Comment by JHoward on 2/28 @ 7:52 am #
That’s cute and all, hor, but I think the point was that Intel has plants elsewhere quite possibly because of California’s foolishness.
Indeed, Intel’s D1D over the border in Oregon is converting to 32nm transistors now, D1C in Oregon will Q4 of this year, and Fab32 in Arizona and Fab11X in New Mexico will next year.
Intel also plans 22nm and 16nm production out through 2013. What’s interesting about that is that in 2005 Intel found beating their 5 atom-thick SiO2 gate at 65nm required switching them to Hafnium. So yeah, converting to anything smaller than 65nm is no mean feat.
California does indeed get none of that nearly $8B and appears to be relishing the environment that kept it out of Intel manufacturing prior. Point stands.
Comment by thor on 2/28 @ 8:09 am #
You’re all frilly panty poot, j-hor, and projecting a non-existent narrative, as usual.
Comment by JHoward on 2/28 @ 8:27 am #
Philistine, heal thyself. Recall that Saint Celene never approved of self-patting intellectual doorstops such as yourself.
Comment by Rusty on 2/28 @ 9:22 am #
Intel is expanding its existing fabs, it was never considering building a new fab.
But not in California, which was darleens point.

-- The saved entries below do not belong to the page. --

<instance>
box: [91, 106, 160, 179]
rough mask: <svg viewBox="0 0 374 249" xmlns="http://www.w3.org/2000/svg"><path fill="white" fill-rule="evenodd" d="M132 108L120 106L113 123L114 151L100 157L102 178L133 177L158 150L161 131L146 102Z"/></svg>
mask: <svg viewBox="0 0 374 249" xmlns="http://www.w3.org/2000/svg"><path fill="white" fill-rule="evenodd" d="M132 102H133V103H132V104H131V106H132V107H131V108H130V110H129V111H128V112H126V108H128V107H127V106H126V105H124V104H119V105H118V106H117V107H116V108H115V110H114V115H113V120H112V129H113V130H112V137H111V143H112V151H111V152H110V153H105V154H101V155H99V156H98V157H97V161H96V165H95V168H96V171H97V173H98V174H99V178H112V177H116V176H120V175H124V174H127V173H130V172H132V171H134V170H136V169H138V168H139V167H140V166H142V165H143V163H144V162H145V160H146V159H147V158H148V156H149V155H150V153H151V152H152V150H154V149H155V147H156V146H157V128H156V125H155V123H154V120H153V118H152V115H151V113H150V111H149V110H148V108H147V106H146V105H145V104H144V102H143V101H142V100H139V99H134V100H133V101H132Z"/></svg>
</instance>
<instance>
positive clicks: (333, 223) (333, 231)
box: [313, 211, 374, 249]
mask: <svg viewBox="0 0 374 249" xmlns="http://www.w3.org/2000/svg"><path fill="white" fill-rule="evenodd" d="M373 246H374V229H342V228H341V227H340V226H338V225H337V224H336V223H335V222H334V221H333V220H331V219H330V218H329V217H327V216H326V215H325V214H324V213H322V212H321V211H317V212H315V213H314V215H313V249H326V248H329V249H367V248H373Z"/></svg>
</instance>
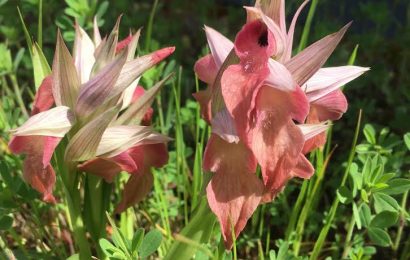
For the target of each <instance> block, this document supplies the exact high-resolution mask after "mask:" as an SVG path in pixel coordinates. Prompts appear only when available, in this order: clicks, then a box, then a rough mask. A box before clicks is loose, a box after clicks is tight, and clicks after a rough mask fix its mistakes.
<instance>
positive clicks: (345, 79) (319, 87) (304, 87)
mask: <svg viewBox="0 0 410 260" xmlns="http://www.w3.org/2000/svg"><path fill="white" fill-rule="evenodd" d="M368 70H369V68H363V67H358V66H341V67H330V68H322V69H320V70H318V71H317V72H316V73H315V74H314V75H313V76H312V77H311V78H310V79H309V80H308V81H307V82H306V83H305V84H304V85H303V86H302V89H303V90H304V91H305V92H306V95H307V96H308V98H309V101H310V102H313V101H315V100H317V99H319V98H321V97H323V96H325V95H327V94H329V93H330V92H333V91H335V90H336V89H339V88H340V87H342V86H344V85H345V84H347V83H349V82H350V81H352V80H354V79H356V78H357V77H359V76H360V75H362V74H363V73H365V72H366V71H368Z"/></svg>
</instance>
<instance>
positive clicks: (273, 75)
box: [265, 59, 297, 91]
mask: <svg viewBox="0 0 410 260" xmlns="http://www.w3.org/2000/svg"><path fill="white" fill-rule="evenodd" d="M268 66H269V71H270V74H269V76H268V77H267V78H266V81H265V84H266V85H270V86H272V87H275V88H277V89H279V90H282V91H295V89H296V87H297V84H296V82H295V81H294V80H293V78H292V74H290V72H289V71H288V69H287V68H286V67H285V66H284V65H283V64H282V63H279V62H277V61H275V60H274V59H269V64H268Z"/></svg>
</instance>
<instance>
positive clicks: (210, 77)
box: [194, 54, 218, 84]
mask: <svg viewBox="0 0 410 260" xmlns="http://www.w3.org/2000/svg"><path fill="white" fill-rule="evenodd" d="M194 71H195V73H196V74H197V75H198V78H199V79H200V80H202V81H203V82H205V83H207V84H213V83H214V81H215V78H216V74H218V67H217V66H216V63H215V60H214V58H213V57H212V55H211V54H208V55H206V56H204V57H202V58H200V59H199V60H198V61H197V62H196V63H195V66H194Z"/></svg>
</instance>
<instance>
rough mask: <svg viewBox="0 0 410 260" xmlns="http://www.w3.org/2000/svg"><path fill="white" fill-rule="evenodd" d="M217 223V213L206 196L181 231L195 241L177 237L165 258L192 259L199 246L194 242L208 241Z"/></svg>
mask: <svg viewBox="0 0 410 260" xmlns="http://www.w3.org/2000/svg"><path fill="white" fill-rule="evenodd" d="M215 223H216V218H215V215H214V214H213V213H212V211H211V209H210V208H209V206H208V202H207V200H206V197H205V196H204V197H203V198H202V199H201V201H200V203H199V205H198V208H197V210H196V212H195V214H194V216H193V217H192V218H191V220H190V221H189V223H188V224H187V225H186V226H185V227H184V229H182V231H181V233H180V234H181V235H182V236H184V237H186V238H189V239H190V240H191V241H193V243H186V242H184V241H180V240H178V239H176V240H175V241H174V242H173V243H172V245H171V248H170V250H169V251H168V253H167V255H166V256H165V258H164V259H165V260H171V259H191V258H192V257H193V256H194V254H195V253H196V251H197V250H198V248H197V247H193V246H192V244H195V243H198V244H201V243H207V242H208V240H209V239H210V236H211V234H212V230H213V228H214V225H215Z"/></svg>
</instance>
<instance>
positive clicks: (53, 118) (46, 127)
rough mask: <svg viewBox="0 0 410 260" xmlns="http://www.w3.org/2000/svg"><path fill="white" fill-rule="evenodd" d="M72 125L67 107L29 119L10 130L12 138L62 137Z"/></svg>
mask: <svg viewBox="0 0 410 260" xmlns="http://www.w3.org/2000/svg"><path fill="white" fill-rule="evenodd" d="M73 124H74V115H73V114H72V112H71V111H70V109H69V108H68V107H65V106H58V107H55V108H52V109H50V110H47V111H44V112H40V113H38V114H35V115H34V116H32V117H30V118H29V119H28V120H27V121H26V122H25V123H24V124H23V125H22V126H20V127H18V128H16V129H13V130H11V132H12V133H13V135H14V136H27V135H43V136H55V137H64V135H65V134H66V133H67V132H68V131H69V130H70V128H71V126H72V125H73Z"/></svg>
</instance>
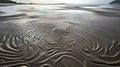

Chip speed is a function of how fast electrons can pass therough a media. Silicon, copper, gold, carbon, each subsequent innovation incrasing speed, thus lowering the the heat generated. Maxwels law in realtime.
Comment by JHoward on 2/28 @ 11:46 am #
Evergreen elbow junctions too, meya, and adding to proliferating remote sanguine will eternalize the erstwhile Saducceecal hose-gap. Hee!
Comment by Jeffersonian on 2/28 @ 1:49 pm #
BTW, lowering the thermal footprint is all the rage nowadays, Duuuh-Dar, because the core expense of data centers is not hardware, it’s the monthly electric bill that comes with running the hardware.
Intel isn’t building/expanding data centers, but manufacturing facilities. Yet even if they were doing the data center thing, Oregon, Arizona and New Mexico have industrial electrical rates that are about half of California’s.